ID,Rice_ha,Cotton_ha,Maize_ha,Bajra_ha,Groundnut_ha.

Villages present in the labels are used for training; the rest (the test set) are predicted into data/submission.csv. Add --cv to print an honest out-of-fold cross-validated MSE/R²/skill on the labelled villages.

Official-data verification (same structure)

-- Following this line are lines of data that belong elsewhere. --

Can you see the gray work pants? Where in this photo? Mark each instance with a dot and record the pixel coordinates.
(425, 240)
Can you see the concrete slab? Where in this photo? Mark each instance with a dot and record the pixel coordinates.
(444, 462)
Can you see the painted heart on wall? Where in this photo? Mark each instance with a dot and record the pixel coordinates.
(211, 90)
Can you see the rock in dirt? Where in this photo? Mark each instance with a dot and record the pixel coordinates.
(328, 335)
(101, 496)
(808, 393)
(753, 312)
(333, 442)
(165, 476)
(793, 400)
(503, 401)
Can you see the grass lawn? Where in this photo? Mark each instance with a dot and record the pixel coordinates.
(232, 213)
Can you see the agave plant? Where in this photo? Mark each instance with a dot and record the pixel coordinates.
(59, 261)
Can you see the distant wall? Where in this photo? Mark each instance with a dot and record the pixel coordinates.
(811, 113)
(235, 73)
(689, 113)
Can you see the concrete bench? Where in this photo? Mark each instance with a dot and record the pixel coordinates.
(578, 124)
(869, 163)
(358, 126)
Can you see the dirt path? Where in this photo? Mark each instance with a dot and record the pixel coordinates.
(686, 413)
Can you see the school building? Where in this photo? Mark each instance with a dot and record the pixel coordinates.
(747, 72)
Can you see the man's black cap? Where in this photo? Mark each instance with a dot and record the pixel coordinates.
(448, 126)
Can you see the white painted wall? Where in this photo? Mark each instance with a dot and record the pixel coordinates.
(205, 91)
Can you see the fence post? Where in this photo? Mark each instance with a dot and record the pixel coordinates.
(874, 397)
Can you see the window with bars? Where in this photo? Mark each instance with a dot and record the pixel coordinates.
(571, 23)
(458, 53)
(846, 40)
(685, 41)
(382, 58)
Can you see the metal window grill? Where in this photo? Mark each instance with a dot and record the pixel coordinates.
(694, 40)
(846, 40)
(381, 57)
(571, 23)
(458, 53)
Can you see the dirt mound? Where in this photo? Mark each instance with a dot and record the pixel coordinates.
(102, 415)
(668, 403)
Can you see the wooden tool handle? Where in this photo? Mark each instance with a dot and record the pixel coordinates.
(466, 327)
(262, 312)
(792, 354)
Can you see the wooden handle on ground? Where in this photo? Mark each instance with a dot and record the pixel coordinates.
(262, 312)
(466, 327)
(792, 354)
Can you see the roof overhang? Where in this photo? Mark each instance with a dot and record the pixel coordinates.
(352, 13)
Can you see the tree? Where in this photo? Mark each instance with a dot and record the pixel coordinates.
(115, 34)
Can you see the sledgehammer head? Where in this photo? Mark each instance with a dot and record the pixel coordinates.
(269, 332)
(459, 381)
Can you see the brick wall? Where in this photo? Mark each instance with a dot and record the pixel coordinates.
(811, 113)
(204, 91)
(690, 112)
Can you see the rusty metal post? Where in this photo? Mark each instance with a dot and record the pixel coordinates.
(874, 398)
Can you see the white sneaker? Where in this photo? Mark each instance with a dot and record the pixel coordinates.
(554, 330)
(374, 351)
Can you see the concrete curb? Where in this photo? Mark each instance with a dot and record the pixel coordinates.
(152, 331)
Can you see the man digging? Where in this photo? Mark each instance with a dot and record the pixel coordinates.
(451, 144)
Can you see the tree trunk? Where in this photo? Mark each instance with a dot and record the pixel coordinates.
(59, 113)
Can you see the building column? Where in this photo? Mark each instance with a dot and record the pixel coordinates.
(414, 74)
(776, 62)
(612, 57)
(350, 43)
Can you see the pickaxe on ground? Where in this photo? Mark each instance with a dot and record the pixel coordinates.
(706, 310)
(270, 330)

Drop data/official/zonal.csv and data/official/train-labels.csv in place, then run node verify.mjs. It runs the identical evaluation checks on the real data via k-fold cross-validation and writes data/official/submission.csv. To rehearse the path before the real files arrive:

node tools/synth-to-official.mjs data/official --n 1000 --T 12 --test 0.2
node verify.mjs

3. Season Explorer (interactive)

Open public/tool.html in a browser (or serve the folder). Move the crop-area sliders and watch the multi-temporal VV/VH backscatter curves respond, then see the linear-unmixing estimate recover the crop areas from the (noisy) curves. This makes the SAR ↔ acreage forward/inverse relationship tangible.

Reading the output

data/submission.csv is the deliverable:

ID,Rice_ha,Cotton_ha,Maize_ha,Bajra_ha,Groundnut_ha
1,182.34,0,140.10,55.20,0
2,0,210.55,0,0,98.40
...

One row per village; areas in hectares, rounded to 2 decimals, never negative, never exceeding the village area.

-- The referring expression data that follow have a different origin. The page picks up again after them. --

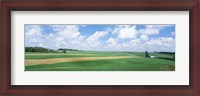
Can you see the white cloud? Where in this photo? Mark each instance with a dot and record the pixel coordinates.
(111, 40)
(125, 31)
(152, 29)
(172, 33)
(144, 37)
(96, 36)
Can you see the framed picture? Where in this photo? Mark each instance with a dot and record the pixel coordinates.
(120, 47)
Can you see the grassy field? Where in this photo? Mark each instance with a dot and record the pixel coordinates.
(98, 61)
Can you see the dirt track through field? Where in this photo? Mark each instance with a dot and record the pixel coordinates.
(59, 60)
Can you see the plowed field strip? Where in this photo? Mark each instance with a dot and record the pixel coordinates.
(58, 60)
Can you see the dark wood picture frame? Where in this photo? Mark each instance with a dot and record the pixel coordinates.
(193, 89)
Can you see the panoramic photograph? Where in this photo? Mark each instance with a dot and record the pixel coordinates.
(99, 47)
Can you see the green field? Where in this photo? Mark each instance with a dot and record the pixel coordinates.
(85, 61)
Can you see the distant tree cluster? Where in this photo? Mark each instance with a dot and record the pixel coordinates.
(36, 49)
(68, 49)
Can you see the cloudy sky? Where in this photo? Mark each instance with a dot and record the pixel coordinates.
(102, 37)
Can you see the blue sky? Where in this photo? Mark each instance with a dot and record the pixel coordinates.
(102, 37)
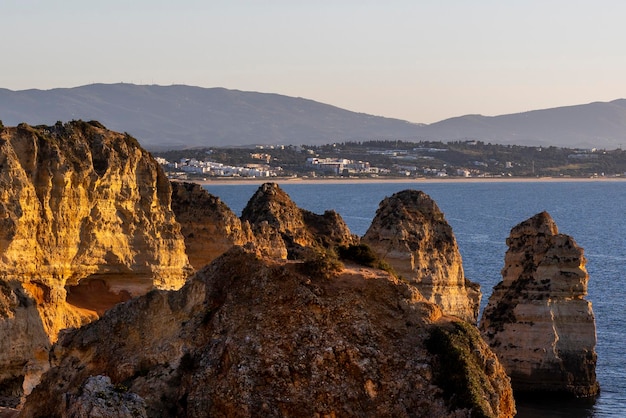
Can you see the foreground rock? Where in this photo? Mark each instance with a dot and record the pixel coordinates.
(253, 336)
(85, 222)
(411, 234)
(537, 320)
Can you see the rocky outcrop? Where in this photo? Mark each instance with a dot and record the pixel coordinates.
(97, 397)
(254, 336)
(287, 231)
(411, 234)
(209, 226)
(85, 222)
(537, 320)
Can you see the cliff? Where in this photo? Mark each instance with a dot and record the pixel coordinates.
(255, 336)
(210, 228)
(286, 231)
(537, 320)
(85, 222)
(410, 233)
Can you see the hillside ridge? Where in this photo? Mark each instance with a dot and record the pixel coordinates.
(180, 116)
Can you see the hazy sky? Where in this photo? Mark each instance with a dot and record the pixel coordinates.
(419, 60)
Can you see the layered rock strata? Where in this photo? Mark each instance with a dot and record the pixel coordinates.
(85, 222)
(410, 233)
(254, 336)
(287, 231)
(537, 320)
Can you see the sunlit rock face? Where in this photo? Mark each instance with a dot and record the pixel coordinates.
(283, 230)
(411, 234)
(85, 222)
(250, 335)
(537, 320)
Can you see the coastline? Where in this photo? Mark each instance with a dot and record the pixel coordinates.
(336, 180)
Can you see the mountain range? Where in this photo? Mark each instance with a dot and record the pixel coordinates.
(179, 116)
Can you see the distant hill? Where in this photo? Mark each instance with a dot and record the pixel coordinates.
(175, 117)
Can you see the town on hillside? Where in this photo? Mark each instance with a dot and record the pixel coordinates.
(392, 159)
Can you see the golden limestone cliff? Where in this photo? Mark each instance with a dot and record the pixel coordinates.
(85, 222)
(283, 230)
(209, 226)
(250, 335)
(411, 234)
(537, 320)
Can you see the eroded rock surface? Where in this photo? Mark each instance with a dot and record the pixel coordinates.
(537, 320)
(286, 231)
(254, 336)
(209, 226)
(411, 234)
(85, 222)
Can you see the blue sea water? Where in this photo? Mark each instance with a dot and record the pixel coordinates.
(482, 215)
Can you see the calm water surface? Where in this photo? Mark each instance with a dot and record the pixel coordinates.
(482, 215)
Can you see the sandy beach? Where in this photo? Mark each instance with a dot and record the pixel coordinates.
(337, 180)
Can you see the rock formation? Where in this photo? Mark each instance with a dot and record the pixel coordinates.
(209, 226)
(537, 320)
(288, 231)
(85, 222)
(255, 336)
(411, 234)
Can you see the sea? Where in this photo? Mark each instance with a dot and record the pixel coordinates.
(481, 215)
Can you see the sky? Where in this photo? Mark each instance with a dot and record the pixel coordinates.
(417, 60)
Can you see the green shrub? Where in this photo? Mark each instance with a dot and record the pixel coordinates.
(458, 371)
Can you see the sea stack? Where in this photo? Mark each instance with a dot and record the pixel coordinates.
(537, 320)
(283, 230)
(411, 234)
(209, 226)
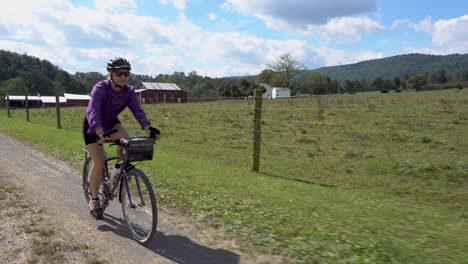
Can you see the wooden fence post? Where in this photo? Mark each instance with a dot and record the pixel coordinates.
(57, 107)
(257, 130)
(8, 106)
(27, 108)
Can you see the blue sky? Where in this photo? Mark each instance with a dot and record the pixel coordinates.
(228, 37)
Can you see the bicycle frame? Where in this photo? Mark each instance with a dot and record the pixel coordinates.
(121, 177)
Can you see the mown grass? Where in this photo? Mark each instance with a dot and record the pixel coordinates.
(32, 224)
(367, 178)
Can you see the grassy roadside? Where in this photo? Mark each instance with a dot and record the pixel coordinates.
(30, 236)
(365, 213)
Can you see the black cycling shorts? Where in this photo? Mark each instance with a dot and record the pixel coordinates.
(92, 138)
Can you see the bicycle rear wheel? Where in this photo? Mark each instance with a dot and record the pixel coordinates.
(139, 206)
(103, 189)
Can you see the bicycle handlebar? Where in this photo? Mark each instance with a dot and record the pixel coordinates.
(118, 142)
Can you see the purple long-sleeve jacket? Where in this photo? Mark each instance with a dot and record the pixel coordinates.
(106, 104)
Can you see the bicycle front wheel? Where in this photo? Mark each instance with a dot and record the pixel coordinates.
(139, 206)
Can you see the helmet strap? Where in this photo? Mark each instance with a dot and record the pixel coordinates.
(112, 79)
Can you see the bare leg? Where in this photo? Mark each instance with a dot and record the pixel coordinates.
(97, 155)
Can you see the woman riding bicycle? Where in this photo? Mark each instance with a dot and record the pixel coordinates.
(108, 99)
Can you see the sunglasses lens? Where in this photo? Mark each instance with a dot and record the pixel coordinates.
(119, 74)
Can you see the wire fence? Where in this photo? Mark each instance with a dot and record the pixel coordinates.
(306, 138)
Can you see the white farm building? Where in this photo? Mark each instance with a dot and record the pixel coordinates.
(275, 92)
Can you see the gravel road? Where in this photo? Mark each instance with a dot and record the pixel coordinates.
(54, 185)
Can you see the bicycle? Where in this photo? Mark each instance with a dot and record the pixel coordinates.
(132, 186)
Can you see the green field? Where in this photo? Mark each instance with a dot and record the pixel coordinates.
(365, 178)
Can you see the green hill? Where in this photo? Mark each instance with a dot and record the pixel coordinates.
(398, 66)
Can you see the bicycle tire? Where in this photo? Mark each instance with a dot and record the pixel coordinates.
(143, 211)
(86, 170)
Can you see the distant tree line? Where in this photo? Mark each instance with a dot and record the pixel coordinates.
(23, 74)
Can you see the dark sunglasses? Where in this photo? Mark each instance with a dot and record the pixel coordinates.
(126, 74)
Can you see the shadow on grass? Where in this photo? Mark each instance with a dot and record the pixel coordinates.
(179, 249)
(267, 174)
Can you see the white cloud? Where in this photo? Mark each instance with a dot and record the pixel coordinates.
(83, 39)
(452, 34)
(300, 13)
(424, 25)
(212, 16)
(333, 57)
(399, 22)
(115, 5)
(448, 35)
(331, 19)
(348, 29)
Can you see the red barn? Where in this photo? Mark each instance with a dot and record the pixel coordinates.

Tips for lowering MSE on real data

  • More acquisitions across the season improve crop separability (more

phenological contrast captured).

  • Enable the residual forest (new AcreageModel({ useForest: true })) for a

small accuracy gain at higher runtime.

  • Tune the ridge lambda to the noise level of your zonal statistics.
  • Improve the upstream zonal stats (terrain flattening, more careful speckle

reduction) — features in, accuracy out.